False: P300 reflects the fundamental cognitive processes involved in stimulus evaluation and immediate memory. The latency of evoked response is increased and, hence, the P300 is delayed in Alzheimer’s disease. However, delayed P300 is more apparent in subcortical dementias (Lishman 1997, p. 132).
True: However, the majority of cases show some abnormalities such as decreased hippocampal size, decreased volume of the entorhinal cortex, changes in the fusiform gyrus and the amygdala. None of these predict progression better than clinical examination findings (Jacoby & Oppenheimer 2002, p. 510).
Other features of dementia due to boxing include cerebral atrophy, ventricular enlargement and a perforated septum pellucidum seen on CT scan or at autopsy. Microscopic findings include neuronal loss, tearing of white matter axons, diffuse axonal swelling and haemorrhages. Senile plaques are not seen (Lishman 1997, p. 442; Mitchell 2004, p. 137).
True: Small infarcts in deep white matter are often missed on CT. These may be visible on MRI (Gelder et al 2000, p. 431; Mitchell 2004, p. 46).
True: There is some evidence that psychosocial interventions, and especially carer directed support, may be useful in delaying institutionalization in dementia. However, more research is needed in the area (Brodaty et al 2003).
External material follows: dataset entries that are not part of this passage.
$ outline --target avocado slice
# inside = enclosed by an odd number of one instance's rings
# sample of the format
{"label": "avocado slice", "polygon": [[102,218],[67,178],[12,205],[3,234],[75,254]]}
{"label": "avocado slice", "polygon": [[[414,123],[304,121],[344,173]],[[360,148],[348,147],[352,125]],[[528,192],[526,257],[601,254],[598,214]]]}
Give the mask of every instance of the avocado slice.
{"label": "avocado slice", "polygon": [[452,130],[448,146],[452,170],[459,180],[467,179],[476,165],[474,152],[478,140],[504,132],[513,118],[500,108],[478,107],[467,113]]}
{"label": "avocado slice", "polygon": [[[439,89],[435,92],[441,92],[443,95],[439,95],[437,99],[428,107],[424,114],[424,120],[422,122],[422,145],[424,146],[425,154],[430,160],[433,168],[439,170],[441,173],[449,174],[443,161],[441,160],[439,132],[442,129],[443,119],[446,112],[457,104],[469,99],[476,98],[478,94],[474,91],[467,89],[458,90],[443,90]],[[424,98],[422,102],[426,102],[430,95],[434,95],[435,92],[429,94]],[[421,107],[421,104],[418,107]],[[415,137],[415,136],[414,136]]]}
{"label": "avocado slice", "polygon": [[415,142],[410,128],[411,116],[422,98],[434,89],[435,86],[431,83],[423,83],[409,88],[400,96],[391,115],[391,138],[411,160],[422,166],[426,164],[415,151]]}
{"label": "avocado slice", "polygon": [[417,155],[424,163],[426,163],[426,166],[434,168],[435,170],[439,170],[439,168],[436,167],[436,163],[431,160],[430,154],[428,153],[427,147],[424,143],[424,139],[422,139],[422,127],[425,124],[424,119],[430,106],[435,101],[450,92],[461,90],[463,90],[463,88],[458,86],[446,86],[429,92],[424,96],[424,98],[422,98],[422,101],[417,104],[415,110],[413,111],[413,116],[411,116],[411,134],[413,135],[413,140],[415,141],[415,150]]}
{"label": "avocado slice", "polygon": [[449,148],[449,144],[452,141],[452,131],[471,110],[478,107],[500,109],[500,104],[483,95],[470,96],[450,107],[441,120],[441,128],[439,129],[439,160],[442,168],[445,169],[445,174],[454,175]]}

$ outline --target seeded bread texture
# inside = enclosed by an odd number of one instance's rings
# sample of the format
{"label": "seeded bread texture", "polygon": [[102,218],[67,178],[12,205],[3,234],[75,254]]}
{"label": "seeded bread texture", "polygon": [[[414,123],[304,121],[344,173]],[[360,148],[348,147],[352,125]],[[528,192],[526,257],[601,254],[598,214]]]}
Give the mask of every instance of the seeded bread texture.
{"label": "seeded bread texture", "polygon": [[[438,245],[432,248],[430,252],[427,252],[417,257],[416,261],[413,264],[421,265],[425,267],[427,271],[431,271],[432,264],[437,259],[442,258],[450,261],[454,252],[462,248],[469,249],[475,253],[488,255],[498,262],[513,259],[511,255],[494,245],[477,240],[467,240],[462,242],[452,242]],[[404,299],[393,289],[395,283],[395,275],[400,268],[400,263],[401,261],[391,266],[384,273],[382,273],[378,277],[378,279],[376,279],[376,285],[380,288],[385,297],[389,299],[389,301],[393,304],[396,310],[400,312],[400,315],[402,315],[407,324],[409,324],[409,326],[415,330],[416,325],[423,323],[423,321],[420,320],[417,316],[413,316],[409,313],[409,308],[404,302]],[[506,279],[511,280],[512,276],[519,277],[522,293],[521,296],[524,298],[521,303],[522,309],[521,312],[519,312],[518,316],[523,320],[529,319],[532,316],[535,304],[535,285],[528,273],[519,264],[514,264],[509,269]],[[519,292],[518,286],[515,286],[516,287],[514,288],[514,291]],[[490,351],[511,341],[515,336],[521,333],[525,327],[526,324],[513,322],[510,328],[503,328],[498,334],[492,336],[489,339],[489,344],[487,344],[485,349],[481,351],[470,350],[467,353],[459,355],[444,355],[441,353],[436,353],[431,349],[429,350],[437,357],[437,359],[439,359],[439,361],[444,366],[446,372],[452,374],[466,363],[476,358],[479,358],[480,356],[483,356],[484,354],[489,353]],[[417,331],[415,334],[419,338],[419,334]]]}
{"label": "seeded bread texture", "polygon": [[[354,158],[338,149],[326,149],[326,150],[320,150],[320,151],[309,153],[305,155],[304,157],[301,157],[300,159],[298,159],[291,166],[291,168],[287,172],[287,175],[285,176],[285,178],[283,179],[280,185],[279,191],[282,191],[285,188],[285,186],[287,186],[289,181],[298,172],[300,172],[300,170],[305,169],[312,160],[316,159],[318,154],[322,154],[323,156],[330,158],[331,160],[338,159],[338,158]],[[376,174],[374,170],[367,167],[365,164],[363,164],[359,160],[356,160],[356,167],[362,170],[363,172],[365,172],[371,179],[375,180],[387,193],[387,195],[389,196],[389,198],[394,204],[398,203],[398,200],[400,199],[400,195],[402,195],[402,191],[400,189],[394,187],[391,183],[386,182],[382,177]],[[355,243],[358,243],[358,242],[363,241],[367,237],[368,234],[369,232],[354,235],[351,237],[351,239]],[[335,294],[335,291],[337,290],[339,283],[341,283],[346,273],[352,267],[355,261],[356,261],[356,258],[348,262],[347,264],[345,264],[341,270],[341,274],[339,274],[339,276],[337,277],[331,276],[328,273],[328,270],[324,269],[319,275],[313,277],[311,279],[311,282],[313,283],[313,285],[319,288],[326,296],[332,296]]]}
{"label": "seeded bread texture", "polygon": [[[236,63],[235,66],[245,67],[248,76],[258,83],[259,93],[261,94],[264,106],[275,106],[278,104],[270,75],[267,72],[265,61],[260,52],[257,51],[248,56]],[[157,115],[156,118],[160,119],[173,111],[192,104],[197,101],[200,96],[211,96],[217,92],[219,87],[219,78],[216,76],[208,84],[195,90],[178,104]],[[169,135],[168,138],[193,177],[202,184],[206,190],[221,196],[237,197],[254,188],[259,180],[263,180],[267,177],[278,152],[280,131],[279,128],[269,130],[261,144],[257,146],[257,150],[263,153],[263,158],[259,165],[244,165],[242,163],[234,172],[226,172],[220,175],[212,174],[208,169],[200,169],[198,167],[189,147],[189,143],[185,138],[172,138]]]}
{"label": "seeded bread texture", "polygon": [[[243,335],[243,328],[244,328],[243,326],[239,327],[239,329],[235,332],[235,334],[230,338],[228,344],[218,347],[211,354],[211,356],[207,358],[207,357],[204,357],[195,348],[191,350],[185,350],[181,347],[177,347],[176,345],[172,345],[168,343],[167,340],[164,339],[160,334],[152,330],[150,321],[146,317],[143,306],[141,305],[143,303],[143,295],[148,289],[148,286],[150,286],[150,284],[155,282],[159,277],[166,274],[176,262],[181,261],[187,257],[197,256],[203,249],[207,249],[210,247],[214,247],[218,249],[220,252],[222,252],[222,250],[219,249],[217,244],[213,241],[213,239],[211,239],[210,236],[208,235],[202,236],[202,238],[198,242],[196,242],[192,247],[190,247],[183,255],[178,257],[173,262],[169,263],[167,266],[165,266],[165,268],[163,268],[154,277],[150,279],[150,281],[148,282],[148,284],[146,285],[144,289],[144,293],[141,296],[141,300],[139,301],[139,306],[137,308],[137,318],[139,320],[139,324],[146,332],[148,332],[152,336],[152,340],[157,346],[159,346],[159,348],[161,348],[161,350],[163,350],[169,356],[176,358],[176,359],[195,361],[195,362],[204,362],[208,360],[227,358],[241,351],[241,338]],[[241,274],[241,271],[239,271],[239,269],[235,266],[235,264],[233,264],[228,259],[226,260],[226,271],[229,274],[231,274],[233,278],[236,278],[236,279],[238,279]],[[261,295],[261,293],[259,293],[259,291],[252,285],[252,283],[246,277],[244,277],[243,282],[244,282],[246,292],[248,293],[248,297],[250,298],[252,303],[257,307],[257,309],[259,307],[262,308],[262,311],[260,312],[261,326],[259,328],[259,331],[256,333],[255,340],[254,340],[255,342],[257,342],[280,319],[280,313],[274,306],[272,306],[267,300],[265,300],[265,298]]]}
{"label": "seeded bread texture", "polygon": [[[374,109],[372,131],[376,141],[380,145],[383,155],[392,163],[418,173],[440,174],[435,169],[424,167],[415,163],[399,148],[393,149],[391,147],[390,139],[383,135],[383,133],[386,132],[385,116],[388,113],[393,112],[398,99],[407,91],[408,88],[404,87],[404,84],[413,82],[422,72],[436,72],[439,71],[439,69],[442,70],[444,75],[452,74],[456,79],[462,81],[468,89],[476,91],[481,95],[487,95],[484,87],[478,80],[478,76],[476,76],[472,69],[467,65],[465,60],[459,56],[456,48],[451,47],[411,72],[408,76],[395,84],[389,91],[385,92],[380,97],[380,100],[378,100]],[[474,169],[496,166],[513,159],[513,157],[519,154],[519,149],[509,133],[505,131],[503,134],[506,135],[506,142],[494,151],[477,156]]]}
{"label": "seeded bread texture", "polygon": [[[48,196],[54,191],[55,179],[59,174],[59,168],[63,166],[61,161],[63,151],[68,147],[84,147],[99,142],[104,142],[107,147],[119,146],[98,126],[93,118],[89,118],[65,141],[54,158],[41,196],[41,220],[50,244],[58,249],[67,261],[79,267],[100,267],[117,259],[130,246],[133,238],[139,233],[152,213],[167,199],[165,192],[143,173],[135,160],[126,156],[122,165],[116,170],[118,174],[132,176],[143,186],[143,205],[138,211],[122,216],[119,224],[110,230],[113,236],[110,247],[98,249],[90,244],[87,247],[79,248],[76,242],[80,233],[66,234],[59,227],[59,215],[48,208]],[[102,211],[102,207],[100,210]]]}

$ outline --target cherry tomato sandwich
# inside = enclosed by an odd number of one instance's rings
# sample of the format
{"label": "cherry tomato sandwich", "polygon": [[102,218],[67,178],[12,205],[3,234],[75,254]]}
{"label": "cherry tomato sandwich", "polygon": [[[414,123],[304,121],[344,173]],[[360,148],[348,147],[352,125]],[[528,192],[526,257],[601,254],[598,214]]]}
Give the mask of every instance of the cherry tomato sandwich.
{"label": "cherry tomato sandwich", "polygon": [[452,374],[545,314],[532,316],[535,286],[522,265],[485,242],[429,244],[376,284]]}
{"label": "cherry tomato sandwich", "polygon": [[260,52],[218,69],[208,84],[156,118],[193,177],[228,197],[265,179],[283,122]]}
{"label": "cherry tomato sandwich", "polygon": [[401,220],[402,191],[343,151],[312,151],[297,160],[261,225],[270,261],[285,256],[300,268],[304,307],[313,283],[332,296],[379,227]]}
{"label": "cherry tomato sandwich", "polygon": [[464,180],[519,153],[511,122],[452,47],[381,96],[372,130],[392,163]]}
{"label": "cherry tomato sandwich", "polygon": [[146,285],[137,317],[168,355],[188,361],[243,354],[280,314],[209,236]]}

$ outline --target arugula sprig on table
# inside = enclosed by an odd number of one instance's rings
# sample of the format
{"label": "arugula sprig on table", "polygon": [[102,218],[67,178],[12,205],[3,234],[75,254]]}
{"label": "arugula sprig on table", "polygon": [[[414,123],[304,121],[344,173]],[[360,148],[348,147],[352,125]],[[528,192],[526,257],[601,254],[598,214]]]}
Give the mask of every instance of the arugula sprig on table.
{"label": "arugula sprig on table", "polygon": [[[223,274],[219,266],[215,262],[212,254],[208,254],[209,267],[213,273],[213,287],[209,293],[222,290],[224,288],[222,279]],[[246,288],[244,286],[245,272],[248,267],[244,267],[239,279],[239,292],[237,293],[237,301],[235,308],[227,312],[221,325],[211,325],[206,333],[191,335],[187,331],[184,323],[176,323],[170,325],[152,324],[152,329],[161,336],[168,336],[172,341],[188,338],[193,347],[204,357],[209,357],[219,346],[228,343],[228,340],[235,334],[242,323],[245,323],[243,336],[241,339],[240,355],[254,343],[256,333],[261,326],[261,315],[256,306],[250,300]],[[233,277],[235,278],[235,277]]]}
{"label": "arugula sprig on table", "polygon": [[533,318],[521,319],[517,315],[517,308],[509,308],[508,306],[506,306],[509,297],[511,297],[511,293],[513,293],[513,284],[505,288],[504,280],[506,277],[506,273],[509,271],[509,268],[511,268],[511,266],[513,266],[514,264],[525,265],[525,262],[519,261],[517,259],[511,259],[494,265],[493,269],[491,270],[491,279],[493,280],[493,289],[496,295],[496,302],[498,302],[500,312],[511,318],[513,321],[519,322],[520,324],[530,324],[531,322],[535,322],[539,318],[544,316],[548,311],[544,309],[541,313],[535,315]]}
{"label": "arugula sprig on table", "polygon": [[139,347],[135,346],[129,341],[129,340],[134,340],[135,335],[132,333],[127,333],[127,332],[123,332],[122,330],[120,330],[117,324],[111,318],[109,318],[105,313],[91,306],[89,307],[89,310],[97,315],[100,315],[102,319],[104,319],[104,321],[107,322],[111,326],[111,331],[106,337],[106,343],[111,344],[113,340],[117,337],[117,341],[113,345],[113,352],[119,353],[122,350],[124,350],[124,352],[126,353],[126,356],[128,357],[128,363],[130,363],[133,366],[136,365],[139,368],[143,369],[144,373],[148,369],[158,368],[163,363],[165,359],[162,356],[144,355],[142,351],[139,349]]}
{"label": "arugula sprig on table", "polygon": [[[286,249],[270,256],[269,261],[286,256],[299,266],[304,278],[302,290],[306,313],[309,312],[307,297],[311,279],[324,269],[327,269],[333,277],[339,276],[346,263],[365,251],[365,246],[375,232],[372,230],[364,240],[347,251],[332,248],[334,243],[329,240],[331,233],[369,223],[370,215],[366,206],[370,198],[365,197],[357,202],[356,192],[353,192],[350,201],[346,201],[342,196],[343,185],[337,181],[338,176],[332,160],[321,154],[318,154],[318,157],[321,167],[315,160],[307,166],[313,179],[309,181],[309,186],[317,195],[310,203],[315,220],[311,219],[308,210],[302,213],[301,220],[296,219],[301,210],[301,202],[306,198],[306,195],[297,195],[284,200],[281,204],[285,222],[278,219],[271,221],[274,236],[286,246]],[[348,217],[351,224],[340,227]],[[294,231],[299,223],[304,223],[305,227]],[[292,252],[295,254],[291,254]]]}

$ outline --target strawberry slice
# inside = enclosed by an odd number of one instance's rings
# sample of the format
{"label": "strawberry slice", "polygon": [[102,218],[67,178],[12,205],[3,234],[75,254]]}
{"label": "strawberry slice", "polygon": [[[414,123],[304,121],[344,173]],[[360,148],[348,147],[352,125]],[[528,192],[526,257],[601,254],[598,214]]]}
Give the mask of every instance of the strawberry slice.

True: Contrary to the studies in the 1960s, studies over the past decade suggest that paraphrenia responds well to antipsychotic drugs, with 50–75% showing a full or partial response. Lower doses than those used in a younger population are usually sufficient. However, compliance is often a major problem (Gelder et al 2000, p. 670; Gelder et al 2006, p. 514; Jacoby & Oppenheimer 2002, p. 756; Johnstone et al 2004, p. 644).
False: Although this would seem intuitive, no such link has been proven (Jacoby & Oppenheimer 2002, p. 303).
True: Depression occurs in 20% of patients with dementia living in the community. SSRIs are also used to treat repetitive behaviours and emotional lability/emotionalism. SSRIs are known to improve functional status, and neurological and cognitive functions (Johnstone et al 2004, p. 639; Mitchell 2004, p. 321).